Panic ensued, and people began to leave the train when it eventually came to a stop, Mr. Pawar said. They were hit by another train, the Karnataka Express, passing by on an adjoining track.
It was unclear how many passengers had been on the Pushpak Express. Mr. Pawar said the train had been packed with people, many of them migrant workers traveling for work. The accident, he said, left victims with severe injuries.
The authorities said that they were looking into the episode.
“We will investigate exactly what was the reason, whether there was an actual fire or whether it is just a rumor spread by any mischievous person,” Maheswar Reddy, the superintendent of police in Jalgaon District, where the accident happened, said to reporters.
Mr. Pawar, the inspector, said seven people who had died were from Nepal and four were from the northern Indian state of Uttar Pradesh, where Lucknow is. One body remained unidentified, and families of the victims were now in Jalgaon, he said.

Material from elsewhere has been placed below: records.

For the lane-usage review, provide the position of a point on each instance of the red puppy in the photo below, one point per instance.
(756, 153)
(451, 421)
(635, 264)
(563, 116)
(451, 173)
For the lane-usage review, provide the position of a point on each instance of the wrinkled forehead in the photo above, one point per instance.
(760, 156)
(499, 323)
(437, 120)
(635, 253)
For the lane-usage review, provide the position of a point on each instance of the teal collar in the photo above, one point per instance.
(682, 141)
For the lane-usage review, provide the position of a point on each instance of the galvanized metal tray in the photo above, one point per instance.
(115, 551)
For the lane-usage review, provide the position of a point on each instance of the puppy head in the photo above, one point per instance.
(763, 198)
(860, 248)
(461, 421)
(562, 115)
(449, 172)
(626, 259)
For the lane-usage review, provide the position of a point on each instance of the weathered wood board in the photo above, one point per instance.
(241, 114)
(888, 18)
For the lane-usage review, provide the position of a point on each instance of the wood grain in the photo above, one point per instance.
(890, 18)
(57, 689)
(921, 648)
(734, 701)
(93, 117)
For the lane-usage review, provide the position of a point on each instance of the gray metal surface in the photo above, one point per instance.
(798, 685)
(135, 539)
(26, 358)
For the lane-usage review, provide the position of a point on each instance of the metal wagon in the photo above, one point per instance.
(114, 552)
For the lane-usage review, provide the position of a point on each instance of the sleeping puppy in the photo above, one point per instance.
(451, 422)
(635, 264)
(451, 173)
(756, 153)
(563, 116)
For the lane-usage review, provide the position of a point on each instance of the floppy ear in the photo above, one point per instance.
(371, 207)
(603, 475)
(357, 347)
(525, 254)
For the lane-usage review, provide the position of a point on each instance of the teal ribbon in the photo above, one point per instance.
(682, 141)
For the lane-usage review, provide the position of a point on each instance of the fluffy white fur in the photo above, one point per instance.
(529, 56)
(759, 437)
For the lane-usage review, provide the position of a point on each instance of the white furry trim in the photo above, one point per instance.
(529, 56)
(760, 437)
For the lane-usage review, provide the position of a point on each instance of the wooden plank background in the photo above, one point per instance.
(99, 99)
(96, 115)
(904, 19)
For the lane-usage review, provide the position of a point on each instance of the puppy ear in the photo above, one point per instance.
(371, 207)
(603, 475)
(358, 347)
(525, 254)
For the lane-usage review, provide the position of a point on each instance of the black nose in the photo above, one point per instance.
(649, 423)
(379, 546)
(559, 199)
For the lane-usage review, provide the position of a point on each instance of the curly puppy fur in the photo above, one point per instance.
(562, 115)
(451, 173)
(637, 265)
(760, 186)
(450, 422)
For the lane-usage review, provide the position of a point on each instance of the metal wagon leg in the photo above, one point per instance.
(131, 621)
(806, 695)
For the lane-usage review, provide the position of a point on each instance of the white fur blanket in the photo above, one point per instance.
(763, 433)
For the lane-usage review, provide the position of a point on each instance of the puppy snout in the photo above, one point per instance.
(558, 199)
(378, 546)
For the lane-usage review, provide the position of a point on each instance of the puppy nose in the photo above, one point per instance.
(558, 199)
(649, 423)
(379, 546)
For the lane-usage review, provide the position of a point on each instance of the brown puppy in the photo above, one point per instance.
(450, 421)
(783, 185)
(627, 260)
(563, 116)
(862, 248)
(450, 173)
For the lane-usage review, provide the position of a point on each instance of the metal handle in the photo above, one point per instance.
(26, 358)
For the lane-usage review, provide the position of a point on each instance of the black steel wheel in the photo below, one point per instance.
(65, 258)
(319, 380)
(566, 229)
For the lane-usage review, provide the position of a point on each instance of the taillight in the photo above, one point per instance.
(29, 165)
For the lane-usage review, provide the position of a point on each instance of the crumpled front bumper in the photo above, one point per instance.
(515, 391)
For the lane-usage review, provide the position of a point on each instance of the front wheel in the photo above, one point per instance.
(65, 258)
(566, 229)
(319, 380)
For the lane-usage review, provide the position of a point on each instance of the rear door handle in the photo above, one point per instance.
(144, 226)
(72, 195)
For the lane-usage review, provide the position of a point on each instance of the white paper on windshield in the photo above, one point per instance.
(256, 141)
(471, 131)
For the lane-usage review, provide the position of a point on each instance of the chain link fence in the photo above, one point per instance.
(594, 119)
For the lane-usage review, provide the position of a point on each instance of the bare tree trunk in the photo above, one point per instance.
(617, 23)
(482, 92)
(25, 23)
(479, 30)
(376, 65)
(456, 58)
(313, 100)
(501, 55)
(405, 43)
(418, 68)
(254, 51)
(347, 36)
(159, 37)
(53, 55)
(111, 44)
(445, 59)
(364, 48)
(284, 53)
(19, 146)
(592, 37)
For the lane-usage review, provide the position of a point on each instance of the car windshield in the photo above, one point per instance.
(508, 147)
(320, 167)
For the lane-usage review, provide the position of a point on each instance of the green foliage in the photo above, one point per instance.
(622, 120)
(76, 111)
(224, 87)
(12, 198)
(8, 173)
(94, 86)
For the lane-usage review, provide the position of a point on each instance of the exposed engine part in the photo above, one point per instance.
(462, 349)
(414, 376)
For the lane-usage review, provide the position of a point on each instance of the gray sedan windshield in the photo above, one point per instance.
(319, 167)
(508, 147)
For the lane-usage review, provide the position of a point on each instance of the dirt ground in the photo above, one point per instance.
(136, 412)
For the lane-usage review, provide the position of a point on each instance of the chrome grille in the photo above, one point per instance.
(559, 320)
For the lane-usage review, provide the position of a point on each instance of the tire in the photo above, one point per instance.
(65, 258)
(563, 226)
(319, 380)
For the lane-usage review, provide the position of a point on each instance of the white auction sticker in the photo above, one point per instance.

Devendra Fadnavis, the top government official in Maharashtra, said late Wednesday that eight ambulances had been dispatched to the scene. The state government would offer financial assistance to the families of the victims, he said on social media, and would cover expenses for people who were injured.
The accident raised more questions around the safety of train travel in India, where millions of people depend on a vast but accident-prone railway network for transport, especially in rural areas.